L’économiste Bhavish Jugurnauth indique, pour sa part, qu’il est important de noter que comme le taux d’inflation est maintenant plus élevé, chaque roupie épargnée perd de son pouvoir d’achat avec le temps. «Naturellement, nous sommes susceptibles de tomber dans le piège de l’endettement où beaucoup commencent déjà à avoir des difficultés à rembourser leurs prêts. Les possibilités de refinancement seront moins nombreuses aussi. Les autorités, y compris les banques, les sociétés de crédit et les compagnies d’assurance, devraient à mon avis lancer une campagne d’informations sur les effets possibles d’une hausse des taux d’intérêt dans une situation économique aussi exceptionnelle. Cela sera bénéfique à la fois aux institutions de prêt et financement et aux banques. Sinon, nous risquons d’être confrontés à une augmentation du nombre de prêts non performants.»

Or, il ne faut pas oublier que si augmenter les taux d’intérêt aidera à combattre l’inflation, les entreprises risquent d’accentuer les lobbies contre cette stratégie, car elles devront, elles, payer plus cher leurs dettes qui s’élèvent à Rs 269,7 milliards à décembre 2021, soit environ 60 % du PIB. Pour cela, l’économiste Kevin Teeroovendagum maintient qu’il est temps que le secteur privé se sorte lui-même de la spirale de l’endettement, pour laisser l’État s’occuper de ce qui devrait être sa préoccupation première, le citoyen lambda.
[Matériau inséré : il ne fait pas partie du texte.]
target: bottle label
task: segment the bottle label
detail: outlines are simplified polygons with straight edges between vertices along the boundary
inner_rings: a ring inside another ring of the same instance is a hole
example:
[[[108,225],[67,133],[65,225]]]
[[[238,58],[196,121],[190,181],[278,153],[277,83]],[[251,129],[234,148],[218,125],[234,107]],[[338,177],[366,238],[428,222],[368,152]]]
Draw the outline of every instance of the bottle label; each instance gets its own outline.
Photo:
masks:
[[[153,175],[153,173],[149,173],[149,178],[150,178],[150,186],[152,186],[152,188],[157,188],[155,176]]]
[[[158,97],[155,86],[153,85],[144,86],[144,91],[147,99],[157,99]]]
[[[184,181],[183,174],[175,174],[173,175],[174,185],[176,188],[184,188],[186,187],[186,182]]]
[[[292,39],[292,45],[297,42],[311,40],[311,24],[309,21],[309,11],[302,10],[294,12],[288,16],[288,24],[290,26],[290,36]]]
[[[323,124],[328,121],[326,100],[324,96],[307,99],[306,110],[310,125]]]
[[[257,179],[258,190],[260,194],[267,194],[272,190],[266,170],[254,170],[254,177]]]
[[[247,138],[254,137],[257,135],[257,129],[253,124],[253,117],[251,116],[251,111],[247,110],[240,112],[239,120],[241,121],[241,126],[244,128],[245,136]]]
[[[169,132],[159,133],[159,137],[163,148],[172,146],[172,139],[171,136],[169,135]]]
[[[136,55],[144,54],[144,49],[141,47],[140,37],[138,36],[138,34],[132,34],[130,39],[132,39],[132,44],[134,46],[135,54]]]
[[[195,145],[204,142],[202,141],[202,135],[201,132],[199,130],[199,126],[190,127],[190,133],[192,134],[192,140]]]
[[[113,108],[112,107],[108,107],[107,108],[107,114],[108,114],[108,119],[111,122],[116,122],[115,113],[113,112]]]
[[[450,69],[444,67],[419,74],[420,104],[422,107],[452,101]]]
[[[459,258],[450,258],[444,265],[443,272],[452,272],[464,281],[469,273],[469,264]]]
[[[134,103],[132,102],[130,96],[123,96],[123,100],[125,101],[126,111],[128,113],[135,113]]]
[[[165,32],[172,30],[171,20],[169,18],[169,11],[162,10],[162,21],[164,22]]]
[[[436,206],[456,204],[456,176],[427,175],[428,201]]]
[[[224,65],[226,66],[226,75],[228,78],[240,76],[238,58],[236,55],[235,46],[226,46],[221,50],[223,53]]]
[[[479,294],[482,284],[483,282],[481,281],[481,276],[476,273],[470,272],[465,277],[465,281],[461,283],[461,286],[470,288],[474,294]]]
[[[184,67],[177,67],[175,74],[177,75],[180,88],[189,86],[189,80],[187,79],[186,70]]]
«Depuis la crise financière de 2007-2008, les autorités ont drastiquement réduit le Repo Rate pour stimuler une meilleure performance des compagnies, au détriment des épargnants. Pourtant, bien avant le Covid-19, bon nombre d’entreprises faisaient face à un gros problème d’endettement, sans pour autant prendre les actions correctives qui s’imposent et maintenant que le problème s’est aggravé, c’est de nouveau à l’État, et donc aux citoyens à travers les fonds publics d’en subir les conséquences.» Il ajoute que le secteur privé doit impérativement se recapitaliser, créer de la valeur et sortir de cette spirale de la dette. «Ceux qui ne peuvent pas se recapitaliser doivent se restructurer, se réinventer ou ouvrir leur actionnariat aux investisseurs étrangers.»

Investissement stratégique

Quelles sont nos autres options que la consommation pour stimuler la croissance ? Bhavish Jugurnauth propose que l’État trouve d’autres moyens pour permettre aux entreprises de participer à la relance économique, que ce soit par l’investissement stratégique dans les secteurs à potentiel, ou améliorer le partenariat entre les secteurs privé et public entre autres, pour générer davantage d’investissement privé.

«Bien entendu, il nous faut attirer plus d’investissements directs étrangers, ce qui conduira automatiquement à la croissance économique, au contrôle de la dépréciation de la roupie et de l’inflation. Il faut aussi investir dans les secteurs émergents comme les Fintech, Regtech et EduTech. Tout cela implique l’identification des industries qui stimuleront la reprise économique, la protection des entreprises locales contre les concurrents étrangers, la promotion des exportations et la création d’une société inclusive, plus équitable et qualifiée pour l’avenir.»

Finalement, aucune décision ne sera facile à prendre, mais il faudra bien faire des choix, combien difficiles ils seront, car il vaut mieux traiter le mal déjà bien infecté maintenant, que de faire face à un cancer en phase terminale plus tard.